O Conselho Federal de Medicina (CFM) e da Sociedade Brasileira de Cirurgia Plástica (SBCP) recomendam que os procedimentos sejam feitos apenas por cirurgiões plásticos e dermatologistas e alertam que esses procedimentos “equivocadamente conhecidos como não-invasivos, dando a impressão de simplicidade, não o são”. 

“A cirurgia plástica tem adotado a nomenclatura de procedimentos estéticos não-cirúrgicos, porque embora não sejam cirúrgicos, envolvem, sim, riscos, mesmo com médicos especialistas.”

O texto lista os seguintes riscos passíveis de acontecer caso os produtos sejam aplicados de forma errada e acabem indo parar na circulação sanguínea do paciente: choque anafilático (reação alérgica grave), reações urticariformes (lesões na pele), cicatrizes e deformidades, além de sequelas mais graves, como necrose e cegueira. 

“Quando acontece qualquer um desses problemas com outros profissionais que não médicos especialistas, o que ele faz é mandar urgente para um médico tratar”, afirma a entidade.

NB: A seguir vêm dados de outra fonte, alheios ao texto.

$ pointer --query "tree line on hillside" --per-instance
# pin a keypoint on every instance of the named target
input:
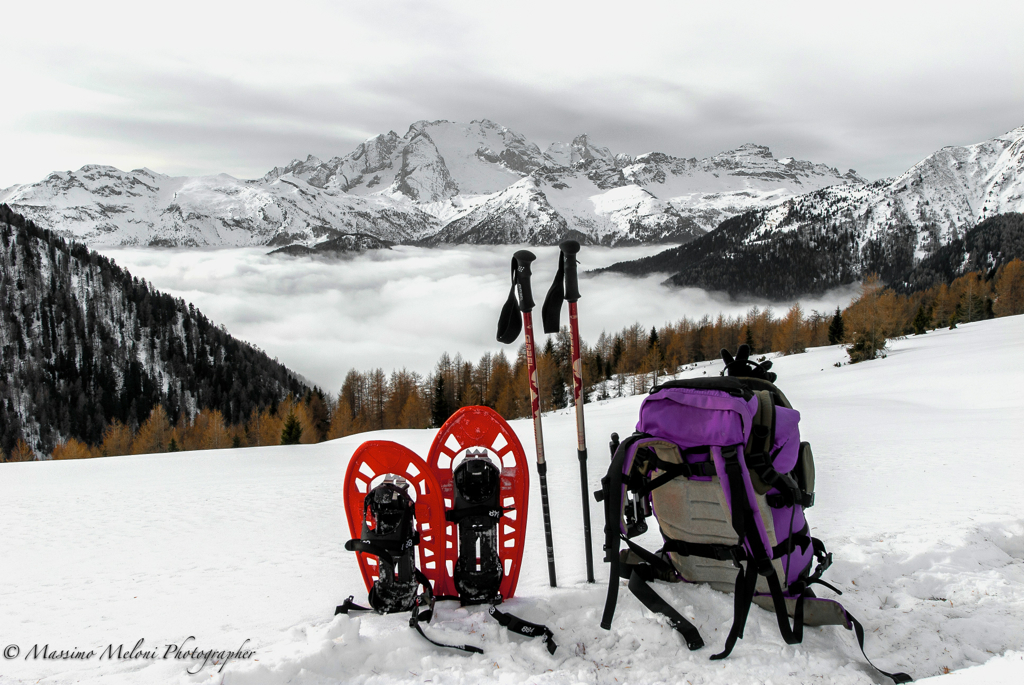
(85, 346)
(626, 362)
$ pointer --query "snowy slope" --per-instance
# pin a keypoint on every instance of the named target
(413, 187)
(919, 498)
(101, 205)
(938, 198)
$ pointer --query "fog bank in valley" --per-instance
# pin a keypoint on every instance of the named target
(402, 307)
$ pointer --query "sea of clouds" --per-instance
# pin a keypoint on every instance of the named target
(403, 307)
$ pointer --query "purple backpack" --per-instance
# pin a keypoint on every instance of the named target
(720, 465)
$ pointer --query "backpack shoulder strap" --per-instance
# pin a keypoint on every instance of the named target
(611, 495)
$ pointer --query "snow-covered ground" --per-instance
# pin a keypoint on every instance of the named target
(919, 497)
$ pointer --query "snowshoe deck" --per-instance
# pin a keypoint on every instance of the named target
(373, 462)
(474, 429)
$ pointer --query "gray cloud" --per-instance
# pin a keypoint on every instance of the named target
(876, 87)
(402, 308)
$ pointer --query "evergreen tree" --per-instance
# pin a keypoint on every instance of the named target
(921, 322)
(836, 329)
(292, 432)
(439, 410)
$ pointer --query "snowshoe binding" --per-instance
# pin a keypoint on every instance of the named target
(388, 525)
(483, 476)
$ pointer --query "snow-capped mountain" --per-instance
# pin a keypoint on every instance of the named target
(835, 234)
(439, 182)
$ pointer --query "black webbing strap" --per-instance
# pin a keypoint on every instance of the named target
(419, 615)
(638, 586)
(801, 539)
(517, 625)
(378, 550)
(734, 553)
(495, 513)
(747, 581)
(781, 501)
(742, 520)
(612, 499)
(349, 605)
(673, 471)
(859, 631)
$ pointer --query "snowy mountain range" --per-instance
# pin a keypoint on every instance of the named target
(440, 182)
(833, 236)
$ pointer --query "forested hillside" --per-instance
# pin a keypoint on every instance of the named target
(84, 345)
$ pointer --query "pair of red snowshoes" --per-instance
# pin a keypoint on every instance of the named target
(451, 527)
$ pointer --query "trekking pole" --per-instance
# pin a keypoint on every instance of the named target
(566, 286)
(508, 330)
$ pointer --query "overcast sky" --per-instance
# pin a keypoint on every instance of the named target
(240, 87)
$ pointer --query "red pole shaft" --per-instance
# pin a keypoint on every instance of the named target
(577, 376)
(581, 435)
(542, 466)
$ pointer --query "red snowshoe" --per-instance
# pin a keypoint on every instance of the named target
(484, 480)
(381, 463)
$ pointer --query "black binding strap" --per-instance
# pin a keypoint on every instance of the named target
(349, 605)
(486, 511)
(517, 625)
(859, 631)
(638, 586)
(419, 616)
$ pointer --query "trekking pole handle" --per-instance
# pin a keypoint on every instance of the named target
(523, 258)
(569, 249)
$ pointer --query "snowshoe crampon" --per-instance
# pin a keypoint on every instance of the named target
(484, 481)
(394, 508)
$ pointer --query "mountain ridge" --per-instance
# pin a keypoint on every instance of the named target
(835, 236)
(439, 182)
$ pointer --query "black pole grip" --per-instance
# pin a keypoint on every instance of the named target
(569, 249)
(523, 258)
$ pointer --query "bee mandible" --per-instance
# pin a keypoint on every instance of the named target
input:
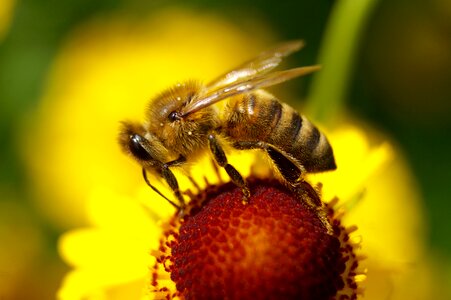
(183, 122)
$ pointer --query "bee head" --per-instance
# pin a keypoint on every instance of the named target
(143, 146)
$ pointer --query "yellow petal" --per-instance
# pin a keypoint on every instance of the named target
(110, 254)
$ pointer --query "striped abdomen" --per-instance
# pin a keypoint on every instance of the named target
(258, 116)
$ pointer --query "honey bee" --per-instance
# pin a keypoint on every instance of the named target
(183, 122)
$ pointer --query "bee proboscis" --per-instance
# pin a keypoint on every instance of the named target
(183, 122)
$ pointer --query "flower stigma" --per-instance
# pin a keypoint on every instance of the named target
(273, 247)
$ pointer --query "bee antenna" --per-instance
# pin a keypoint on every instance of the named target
(157, 191)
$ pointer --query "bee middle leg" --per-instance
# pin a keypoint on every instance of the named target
(292, 172)
(221, 159)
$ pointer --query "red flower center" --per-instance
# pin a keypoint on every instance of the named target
(274, 247)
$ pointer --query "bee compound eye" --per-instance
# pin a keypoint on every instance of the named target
(173, 116)
(137, 149)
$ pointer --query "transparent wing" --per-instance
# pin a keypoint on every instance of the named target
(241, 87)
(262, 64)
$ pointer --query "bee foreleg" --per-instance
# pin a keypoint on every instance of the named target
(158, 192)
(167, 174)
(221, 159)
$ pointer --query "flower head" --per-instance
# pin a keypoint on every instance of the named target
(272, 247)
(85, 179)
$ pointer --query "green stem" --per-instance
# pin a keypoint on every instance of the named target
(340, 43)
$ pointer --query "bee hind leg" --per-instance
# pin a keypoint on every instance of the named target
(221, 159)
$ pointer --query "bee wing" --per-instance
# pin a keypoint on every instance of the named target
(246, 86)
(262, 64)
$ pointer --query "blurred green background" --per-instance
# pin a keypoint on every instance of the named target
(401, 83)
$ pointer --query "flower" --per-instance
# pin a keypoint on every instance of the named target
(85, 179)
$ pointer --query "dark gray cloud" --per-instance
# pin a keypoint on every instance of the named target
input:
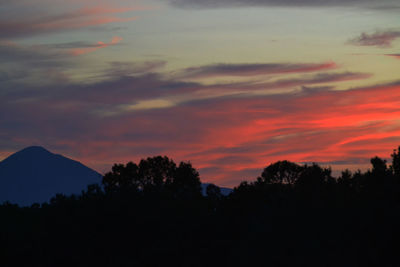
(383, 39)
(252, 69)
(383, 4)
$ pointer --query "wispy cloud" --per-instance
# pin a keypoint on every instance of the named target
(394, 55)
(252, 69)
(383, 5)
(41, 22)
(383, 39)
(85, 50)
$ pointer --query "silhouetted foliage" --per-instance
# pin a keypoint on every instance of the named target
(154, 214)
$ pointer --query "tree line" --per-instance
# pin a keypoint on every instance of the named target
(153, 213)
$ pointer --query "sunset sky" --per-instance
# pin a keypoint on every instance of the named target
(229, 85)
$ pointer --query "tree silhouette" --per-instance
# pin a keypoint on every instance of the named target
(281, 172)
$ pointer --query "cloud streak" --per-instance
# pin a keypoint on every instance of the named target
(35, 24)
(282, 3)
(85, 50)
(382, 39)
(229, 135)
(245, 70)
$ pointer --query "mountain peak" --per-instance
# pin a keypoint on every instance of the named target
(35, 174)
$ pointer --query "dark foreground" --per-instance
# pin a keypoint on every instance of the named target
(153, 214)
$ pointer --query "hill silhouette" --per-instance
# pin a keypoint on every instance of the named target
(35, 175)
(153, 213)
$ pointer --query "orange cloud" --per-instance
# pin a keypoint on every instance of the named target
(82, 51)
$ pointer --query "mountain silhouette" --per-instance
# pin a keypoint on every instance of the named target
(34, 175)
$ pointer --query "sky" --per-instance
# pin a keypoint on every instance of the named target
(229, 85)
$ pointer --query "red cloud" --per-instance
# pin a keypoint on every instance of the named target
(232, 138)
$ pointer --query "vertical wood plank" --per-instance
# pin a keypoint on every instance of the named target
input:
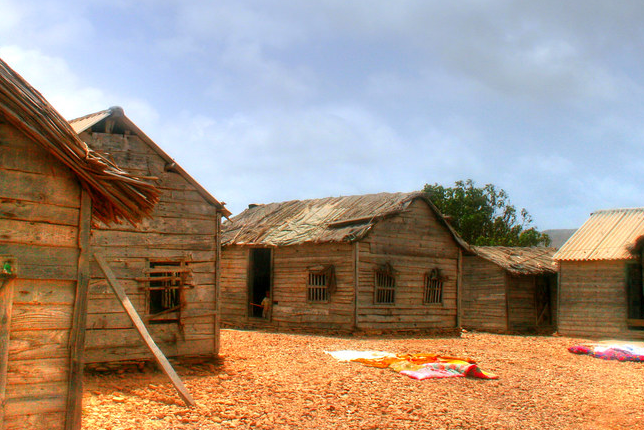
(459, 288)
(356, 284)
(77, 335)
(6, 305)
(143, 331)
(218, 284)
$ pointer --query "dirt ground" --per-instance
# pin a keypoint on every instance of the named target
(273, 380)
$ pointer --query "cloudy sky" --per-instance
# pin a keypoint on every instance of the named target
(267, 101)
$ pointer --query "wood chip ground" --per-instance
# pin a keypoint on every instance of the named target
(274, 380)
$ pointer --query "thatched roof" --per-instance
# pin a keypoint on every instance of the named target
(116, 195)
(116, 113)
(520, 260)
(331, 219)
(609, 234)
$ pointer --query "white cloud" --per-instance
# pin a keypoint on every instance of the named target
(66, 92)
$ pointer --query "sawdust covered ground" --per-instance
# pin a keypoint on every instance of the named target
(272, 380)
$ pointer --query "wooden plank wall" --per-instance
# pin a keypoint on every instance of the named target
(234, 284)
(290, 277)
(39, 215)
(592, 300)
(483, 296)
(183, 225)
(413, 243)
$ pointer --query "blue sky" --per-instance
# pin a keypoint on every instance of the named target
(267, 101)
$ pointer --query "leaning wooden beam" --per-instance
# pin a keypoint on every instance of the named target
(6, 303)
(79, 320)
(145, 335)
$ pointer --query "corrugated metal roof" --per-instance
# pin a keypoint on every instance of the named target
(606, 235)
(520, 260)
(331, 219)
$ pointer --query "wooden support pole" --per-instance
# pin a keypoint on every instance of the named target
(77, 335)
(356, 282)
(6, 305)
(218, 284)
(143, 331)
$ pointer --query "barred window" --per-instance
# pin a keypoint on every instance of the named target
(433, 291)
(166, 280)
(317, 287)
(385, 286)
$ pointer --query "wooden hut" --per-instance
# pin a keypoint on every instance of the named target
(509, 289)
(600, 279)
(167, 264)
(52, 187)
(371, 262)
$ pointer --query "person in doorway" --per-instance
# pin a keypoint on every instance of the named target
(266, 305)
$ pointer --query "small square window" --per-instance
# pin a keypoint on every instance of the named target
(385, 286)
(317, 290)
(433, 289)
(165, 296)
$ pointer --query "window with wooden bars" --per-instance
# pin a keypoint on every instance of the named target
(317, 290)
(433, 288)
(385, 283)
(166, 281)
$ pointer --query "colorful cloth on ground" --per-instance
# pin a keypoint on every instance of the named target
(417, 366)
(619, 352)
(350, 355)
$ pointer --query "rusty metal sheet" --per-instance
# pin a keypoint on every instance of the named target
(607, 235)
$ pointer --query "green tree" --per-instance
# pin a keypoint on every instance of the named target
(484, 216)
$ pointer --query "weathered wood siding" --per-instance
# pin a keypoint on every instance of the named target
(39, 218)
(483, 295)
(592, 300)
(290, 268)
(234, 284)
(183, 225)
(413, 243)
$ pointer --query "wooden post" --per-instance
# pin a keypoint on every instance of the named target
(218, 284)
(6, 305)
(356, 283)
(143, 331)
(459, 289)
(77, 335)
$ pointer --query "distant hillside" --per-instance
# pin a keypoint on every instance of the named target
(559, 236)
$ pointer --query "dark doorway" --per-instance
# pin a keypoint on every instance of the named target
(259, 279)
(544, 300)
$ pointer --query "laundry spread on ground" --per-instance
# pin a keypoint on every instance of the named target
(615, 351)
(416, 366)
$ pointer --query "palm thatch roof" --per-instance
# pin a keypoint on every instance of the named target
(520, 260)
(331, 219)
(116, 195)
(116, 113)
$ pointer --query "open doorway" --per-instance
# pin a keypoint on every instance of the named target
(259, 282)
(544, 299)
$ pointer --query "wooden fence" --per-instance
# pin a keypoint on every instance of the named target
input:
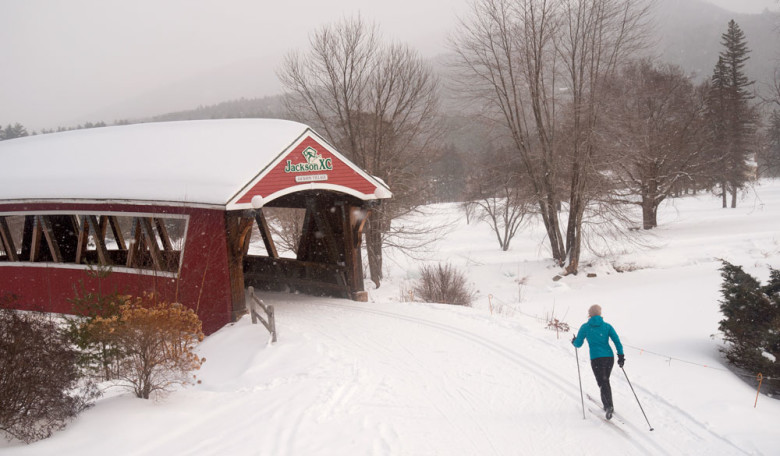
(267, 318)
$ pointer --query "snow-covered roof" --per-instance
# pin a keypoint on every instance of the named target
(198, 162)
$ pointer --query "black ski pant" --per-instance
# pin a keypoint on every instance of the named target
(602, 368)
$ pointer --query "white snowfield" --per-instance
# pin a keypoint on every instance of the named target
(406, 378)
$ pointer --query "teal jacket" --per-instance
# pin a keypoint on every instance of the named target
(598, 333)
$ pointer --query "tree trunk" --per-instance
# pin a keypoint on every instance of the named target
(649, 213)
(374, 247)
(733, 196)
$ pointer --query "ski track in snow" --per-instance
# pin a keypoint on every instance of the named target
(634, 437)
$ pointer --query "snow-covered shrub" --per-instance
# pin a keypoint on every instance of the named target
(95, 356)
(751, 324)
(40, 382)
(155, 342)
(443, 284)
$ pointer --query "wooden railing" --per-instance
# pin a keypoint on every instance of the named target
(269, 320)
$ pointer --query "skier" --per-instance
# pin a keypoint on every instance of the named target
(602, 358)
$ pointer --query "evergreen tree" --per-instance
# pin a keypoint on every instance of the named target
(751, 324)
(771, 161)
(16, 130)
(733, 119)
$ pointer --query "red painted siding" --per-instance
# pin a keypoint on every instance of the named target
(277, 179)
(203, 283)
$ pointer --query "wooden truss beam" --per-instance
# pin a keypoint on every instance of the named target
(7, 241)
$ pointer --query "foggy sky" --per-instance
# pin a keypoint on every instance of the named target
(68, 62)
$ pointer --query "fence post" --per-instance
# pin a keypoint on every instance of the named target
(270, 321)
(760, 379)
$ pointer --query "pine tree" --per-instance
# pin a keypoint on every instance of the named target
(751, 324)
(733, 119)
(771, 162)
(16, 130)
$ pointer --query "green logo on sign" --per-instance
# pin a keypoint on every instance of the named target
(314, 162)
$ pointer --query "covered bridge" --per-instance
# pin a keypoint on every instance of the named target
(171, 207)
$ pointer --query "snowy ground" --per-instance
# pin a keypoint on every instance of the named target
(389, 377)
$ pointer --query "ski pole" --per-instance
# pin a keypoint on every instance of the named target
(579, 377)
(637, 398)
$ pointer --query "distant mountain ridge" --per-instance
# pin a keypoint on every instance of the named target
(687, 33)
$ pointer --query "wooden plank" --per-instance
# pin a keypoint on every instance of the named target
(100, 241)
(307, 233)
(163, 232)
(81, 247)
(7, 241)
(36, 240)
(115, 229)
(135, 248)
(245, 235)
(352, 257)
(265, 232)
(27, 237)
(323, 225)
(235, 263)
(48, 233)
(151, 243)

Contudo, o entendimento do Conselho Federal de Odontologia (CFO) é diferente. Em 2019, a entidade publicou uma resolução (que tem força de lei para a classe) reconhecendo a harmonização orofacial como especialidade odontológica e estabelecendo os critérios para regular a atuação dos cirurgiões-dentistas nesta área – em agosto deste ano, a entidade especificou que dentistas não estão aptos a fazer cirurgias como blefaroplastia, lifting de sobrancelhas e rinoplastia, entre outras.

Nenhuma das duas resoluções, no entanto, cita as aplicações de preenchedores e toxina botulínica, por exemplo. A disputa entre os dois conselhos foi parar na Justiça em 2017. 

O CFM e a SBCP pediram uma liminar para suspender a resolução do CFO, mas não foram atendidos nem na primeira nem na segunda instância. As entidades médicas estão recorrendo da decisão.